Pero el joven no sentía ninguna emoción; nada era importante desde que Amalia desapareciera. Su entusiasmo pertenecía a otra época en la que era capaz de imaginar las batallas más intensas, los amores más delirantes…
– ¿Lo despertaste? -susurró su padre desde el comedor.
– Se está vistiendo.
– Si no se apura, llegará tarde.
– Tranquilízate, Síu Mend. No lo pongas más nervioso de lo que debe de estar.
Pero Pablo no estaba nervioso. En todo caso, se sintió rabioso cuando comprendió que Amalia había desaparecido para siempre. Sucesivos ataques de furia y de llanto hicieron que sus alarmados padres localizaran a un reputado médico chino para que lo examinara. Pero aparte de recetarle unas hierbas y de clavarle decenas de agujas que apaciguaron ligeramente su ánimo, poco pudo hacer el galeno.
– Vamos, hijo, que se hace tarde -lo apuró su madre, abriendo la puerta de par en par.
Cuando Pablo salió del cuarto, afeitado y vestido, su madre dejó escapar una exclamación. No había joven más guapo en toda la colonia china. No le sería difícil encontrar a alguna joven de buena familia que le hiciera olvidar a esa otra muchacha… Porque su hijo seguía triste; pese al tiempo transcurrido, nada parecía alegrarlo.
– ¿Tienes dinero?
– ¿Revisaste la carpeta?
– Déjenme tranquilo -contestó Pablo-. Ni que me fuera a China.
Su madre no dejaba de acariciarle las mejillas, ni de sacudirle el traje. Su padre trató de mostrarse más ecuánime, pero sentía un escozor incontrolable en la punta de la nariz; algo que sólo le ocurría cuando estaba sumamente inquieto.
Por fin Pablo pudo librarse de sus zalamerías y salió a la mañana fresca. El vecindario se desperezaba como había hecho siempre desde que él llegara a la isla. Mientras buscaba la parada del tranvía que lo llevaría a la colina universitaria, observó a los comerciantes que colocaban los cajones de mercancías a lo largo de las aceras, a los ancianos que practicaban tai-chi en los patios interiores, a los estudiantes que caminaban hacia sus clases con el sueño aún pegado a los ojos. Era un paisaje apacible y familiar que, por primera vez, calmaba un poco la desazón que lo había acompañado durante los últimos años.

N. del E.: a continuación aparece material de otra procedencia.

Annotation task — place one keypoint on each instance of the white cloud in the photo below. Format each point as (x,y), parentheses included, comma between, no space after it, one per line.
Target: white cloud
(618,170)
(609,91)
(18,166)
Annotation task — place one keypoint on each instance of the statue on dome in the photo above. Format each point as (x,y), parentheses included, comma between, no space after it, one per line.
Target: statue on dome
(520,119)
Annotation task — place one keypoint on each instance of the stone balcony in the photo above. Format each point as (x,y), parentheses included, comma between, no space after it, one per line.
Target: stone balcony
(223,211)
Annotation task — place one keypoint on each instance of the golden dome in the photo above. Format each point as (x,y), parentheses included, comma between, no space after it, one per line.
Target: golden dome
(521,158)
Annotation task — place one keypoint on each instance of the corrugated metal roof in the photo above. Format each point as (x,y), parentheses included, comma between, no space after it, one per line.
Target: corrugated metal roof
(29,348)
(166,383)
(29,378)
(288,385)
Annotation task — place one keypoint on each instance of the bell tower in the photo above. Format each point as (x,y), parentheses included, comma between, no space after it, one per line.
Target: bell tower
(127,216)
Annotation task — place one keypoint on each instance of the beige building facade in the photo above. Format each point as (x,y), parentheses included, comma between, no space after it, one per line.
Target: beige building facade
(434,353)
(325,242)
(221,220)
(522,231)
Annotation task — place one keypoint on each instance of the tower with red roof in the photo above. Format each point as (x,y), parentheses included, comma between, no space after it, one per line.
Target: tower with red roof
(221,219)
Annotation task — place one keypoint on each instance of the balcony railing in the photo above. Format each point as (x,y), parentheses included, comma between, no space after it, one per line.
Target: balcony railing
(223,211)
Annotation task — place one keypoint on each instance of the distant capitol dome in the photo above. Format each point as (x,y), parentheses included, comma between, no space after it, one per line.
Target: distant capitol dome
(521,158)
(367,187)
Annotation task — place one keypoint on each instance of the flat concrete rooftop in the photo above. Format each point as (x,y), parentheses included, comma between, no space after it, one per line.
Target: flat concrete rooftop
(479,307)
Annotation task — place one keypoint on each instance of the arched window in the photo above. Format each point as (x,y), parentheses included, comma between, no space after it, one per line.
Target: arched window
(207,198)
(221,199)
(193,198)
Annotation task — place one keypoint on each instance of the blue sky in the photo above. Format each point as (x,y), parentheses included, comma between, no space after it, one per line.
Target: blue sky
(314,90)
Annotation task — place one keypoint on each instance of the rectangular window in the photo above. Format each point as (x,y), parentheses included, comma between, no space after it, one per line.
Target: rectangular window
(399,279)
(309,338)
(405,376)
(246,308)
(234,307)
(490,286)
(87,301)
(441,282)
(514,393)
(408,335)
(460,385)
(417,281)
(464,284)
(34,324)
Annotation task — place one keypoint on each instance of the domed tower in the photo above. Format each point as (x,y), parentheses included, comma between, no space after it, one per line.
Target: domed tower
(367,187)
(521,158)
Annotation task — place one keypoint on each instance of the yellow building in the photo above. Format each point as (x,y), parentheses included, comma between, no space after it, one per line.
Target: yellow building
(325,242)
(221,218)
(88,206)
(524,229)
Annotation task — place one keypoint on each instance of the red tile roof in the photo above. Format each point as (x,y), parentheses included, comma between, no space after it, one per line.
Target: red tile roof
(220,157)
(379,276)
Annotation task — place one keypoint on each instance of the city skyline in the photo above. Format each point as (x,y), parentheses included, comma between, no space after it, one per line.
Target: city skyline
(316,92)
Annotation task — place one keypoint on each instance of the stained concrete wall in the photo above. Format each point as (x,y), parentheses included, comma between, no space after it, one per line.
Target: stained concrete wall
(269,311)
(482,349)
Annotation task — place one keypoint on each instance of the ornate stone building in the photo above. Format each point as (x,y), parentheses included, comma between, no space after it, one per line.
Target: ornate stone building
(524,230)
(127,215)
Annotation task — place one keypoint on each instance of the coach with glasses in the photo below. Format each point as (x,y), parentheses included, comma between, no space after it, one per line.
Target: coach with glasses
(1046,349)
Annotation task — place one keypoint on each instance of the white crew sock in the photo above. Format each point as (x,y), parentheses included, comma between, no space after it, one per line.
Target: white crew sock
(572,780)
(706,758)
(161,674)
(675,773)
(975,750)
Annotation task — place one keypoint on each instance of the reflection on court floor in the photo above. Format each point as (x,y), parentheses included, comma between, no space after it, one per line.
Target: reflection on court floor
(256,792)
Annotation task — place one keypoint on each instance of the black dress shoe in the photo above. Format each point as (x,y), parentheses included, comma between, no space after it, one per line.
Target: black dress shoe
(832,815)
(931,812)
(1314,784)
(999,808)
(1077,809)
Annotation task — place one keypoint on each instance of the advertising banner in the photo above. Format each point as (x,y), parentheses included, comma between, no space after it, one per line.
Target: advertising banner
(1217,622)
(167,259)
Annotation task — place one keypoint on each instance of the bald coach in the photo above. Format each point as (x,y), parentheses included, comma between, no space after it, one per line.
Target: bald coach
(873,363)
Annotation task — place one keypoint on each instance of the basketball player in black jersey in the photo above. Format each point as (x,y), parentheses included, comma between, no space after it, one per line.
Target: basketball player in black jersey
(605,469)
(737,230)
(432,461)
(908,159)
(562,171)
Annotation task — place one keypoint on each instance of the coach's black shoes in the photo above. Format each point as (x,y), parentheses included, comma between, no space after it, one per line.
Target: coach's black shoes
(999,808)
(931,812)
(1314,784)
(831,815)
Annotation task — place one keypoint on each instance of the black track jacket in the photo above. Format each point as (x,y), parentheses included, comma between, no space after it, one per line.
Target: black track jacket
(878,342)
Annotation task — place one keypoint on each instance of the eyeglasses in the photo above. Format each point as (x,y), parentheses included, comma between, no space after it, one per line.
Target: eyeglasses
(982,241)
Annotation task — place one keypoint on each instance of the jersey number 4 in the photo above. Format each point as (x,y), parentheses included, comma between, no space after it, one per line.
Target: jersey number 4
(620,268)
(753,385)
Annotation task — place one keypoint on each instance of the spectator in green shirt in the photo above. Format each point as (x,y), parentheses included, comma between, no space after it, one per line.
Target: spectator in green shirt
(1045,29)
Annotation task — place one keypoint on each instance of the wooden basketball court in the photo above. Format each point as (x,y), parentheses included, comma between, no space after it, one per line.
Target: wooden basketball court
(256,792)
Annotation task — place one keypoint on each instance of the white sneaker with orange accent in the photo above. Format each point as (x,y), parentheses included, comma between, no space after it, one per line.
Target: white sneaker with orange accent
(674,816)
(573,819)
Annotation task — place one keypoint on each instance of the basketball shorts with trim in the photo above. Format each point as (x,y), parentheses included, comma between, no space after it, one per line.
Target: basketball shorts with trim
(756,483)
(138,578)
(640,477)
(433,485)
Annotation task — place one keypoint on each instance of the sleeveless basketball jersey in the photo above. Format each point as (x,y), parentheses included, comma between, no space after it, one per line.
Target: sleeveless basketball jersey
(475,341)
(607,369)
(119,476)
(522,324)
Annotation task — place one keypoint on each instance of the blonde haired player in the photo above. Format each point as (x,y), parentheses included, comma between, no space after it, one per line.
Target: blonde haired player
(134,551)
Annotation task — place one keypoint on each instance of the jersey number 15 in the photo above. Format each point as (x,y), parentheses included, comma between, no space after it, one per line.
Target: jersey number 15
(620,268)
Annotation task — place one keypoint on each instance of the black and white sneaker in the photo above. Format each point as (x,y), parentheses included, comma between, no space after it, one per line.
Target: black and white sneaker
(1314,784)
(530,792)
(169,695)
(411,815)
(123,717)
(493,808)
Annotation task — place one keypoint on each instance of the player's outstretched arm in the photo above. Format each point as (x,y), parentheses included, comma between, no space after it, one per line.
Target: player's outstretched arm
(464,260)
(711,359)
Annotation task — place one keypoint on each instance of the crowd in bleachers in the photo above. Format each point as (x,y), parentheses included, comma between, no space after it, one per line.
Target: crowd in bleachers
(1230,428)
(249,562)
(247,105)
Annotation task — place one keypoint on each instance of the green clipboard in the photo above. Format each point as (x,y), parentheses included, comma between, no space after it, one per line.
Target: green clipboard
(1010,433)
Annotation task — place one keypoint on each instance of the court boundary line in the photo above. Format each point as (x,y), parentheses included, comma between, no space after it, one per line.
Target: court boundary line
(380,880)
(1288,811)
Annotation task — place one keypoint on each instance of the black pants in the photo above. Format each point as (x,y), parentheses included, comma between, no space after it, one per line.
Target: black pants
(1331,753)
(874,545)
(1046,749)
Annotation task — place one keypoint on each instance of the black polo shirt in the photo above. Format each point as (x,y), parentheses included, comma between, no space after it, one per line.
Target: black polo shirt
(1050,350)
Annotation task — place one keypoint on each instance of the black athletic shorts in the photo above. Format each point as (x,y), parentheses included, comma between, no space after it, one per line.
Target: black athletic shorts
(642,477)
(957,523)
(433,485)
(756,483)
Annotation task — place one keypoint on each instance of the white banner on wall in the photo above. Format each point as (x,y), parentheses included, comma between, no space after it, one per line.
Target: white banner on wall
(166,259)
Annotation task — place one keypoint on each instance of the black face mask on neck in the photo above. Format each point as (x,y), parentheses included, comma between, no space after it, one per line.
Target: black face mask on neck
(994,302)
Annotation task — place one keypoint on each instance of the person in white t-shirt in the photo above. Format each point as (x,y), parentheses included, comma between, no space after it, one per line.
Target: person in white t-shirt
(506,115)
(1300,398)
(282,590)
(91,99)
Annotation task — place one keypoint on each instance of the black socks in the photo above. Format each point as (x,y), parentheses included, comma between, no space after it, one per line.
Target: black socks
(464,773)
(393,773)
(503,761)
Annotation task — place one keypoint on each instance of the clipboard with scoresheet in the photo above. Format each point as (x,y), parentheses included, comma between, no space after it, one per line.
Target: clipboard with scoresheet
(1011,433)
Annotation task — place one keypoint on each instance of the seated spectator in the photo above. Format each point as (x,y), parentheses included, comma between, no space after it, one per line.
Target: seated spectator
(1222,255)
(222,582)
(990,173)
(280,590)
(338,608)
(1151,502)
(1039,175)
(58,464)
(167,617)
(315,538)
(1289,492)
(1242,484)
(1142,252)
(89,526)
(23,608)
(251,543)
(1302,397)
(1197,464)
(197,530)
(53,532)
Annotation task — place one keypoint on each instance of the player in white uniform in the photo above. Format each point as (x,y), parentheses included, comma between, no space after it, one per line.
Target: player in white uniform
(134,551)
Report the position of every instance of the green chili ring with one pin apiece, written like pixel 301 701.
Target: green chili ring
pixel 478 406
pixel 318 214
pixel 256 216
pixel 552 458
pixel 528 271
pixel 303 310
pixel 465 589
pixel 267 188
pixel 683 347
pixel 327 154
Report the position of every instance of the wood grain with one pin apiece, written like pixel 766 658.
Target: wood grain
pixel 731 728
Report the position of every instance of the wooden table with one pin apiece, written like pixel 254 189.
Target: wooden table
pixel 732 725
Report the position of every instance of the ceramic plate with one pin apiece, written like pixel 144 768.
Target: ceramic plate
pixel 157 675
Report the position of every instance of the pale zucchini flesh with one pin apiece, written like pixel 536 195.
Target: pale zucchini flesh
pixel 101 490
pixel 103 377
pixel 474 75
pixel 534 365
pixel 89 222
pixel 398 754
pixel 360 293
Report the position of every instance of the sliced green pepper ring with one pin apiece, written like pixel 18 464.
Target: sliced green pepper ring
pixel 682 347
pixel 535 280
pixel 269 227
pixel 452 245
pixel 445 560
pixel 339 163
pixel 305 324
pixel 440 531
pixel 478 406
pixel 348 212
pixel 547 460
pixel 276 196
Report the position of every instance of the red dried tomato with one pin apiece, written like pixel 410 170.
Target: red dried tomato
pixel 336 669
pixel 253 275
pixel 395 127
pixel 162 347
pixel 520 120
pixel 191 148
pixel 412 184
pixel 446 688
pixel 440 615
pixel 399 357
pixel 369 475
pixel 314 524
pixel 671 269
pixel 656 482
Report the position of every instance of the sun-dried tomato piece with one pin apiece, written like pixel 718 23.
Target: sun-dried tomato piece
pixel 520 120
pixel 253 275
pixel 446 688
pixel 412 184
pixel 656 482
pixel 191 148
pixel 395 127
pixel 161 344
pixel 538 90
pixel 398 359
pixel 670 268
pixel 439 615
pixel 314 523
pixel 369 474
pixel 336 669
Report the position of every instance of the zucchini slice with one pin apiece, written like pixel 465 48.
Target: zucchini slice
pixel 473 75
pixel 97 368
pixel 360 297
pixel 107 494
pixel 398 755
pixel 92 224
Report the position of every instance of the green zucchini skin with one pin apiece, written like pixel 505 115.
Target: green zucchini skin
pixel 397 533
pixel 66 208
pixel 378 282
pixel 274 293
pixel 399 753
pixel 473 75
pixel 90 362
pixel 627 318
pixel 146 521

La separación de Amalia le había costado la pérdida de un curso, además del que ya perdiera al llegar a la isla por su ignorancia del idioma. Pero se había graduado con honores en el Instituto de Segunda Enseñanza de Centro Habana. Y ahora, después de tantos esfuerzos, estaba a punto de traspasar los predios del Alma Máter.
El tranvía subió por todo San Lázaro y se detuvo a dos o tres calles de la universidad, cerca de una cafetería. Pablo notó el sigilo con que el comerciante recibía dinero de un transeúnte y comprendió que estaba recibiendo apuestas para la bolita. Debajo del mostrador, con las cajetillas de cigarros, estaba la libreta donde se apuntaba la cantidad y el nombre del apostador… una visión harto conocida para Pablo, pero que puso en funcionamiento un resorte en su memoria. Había soñado algo. ¿Qué era? De pronto le pareció que era importante recordarlo.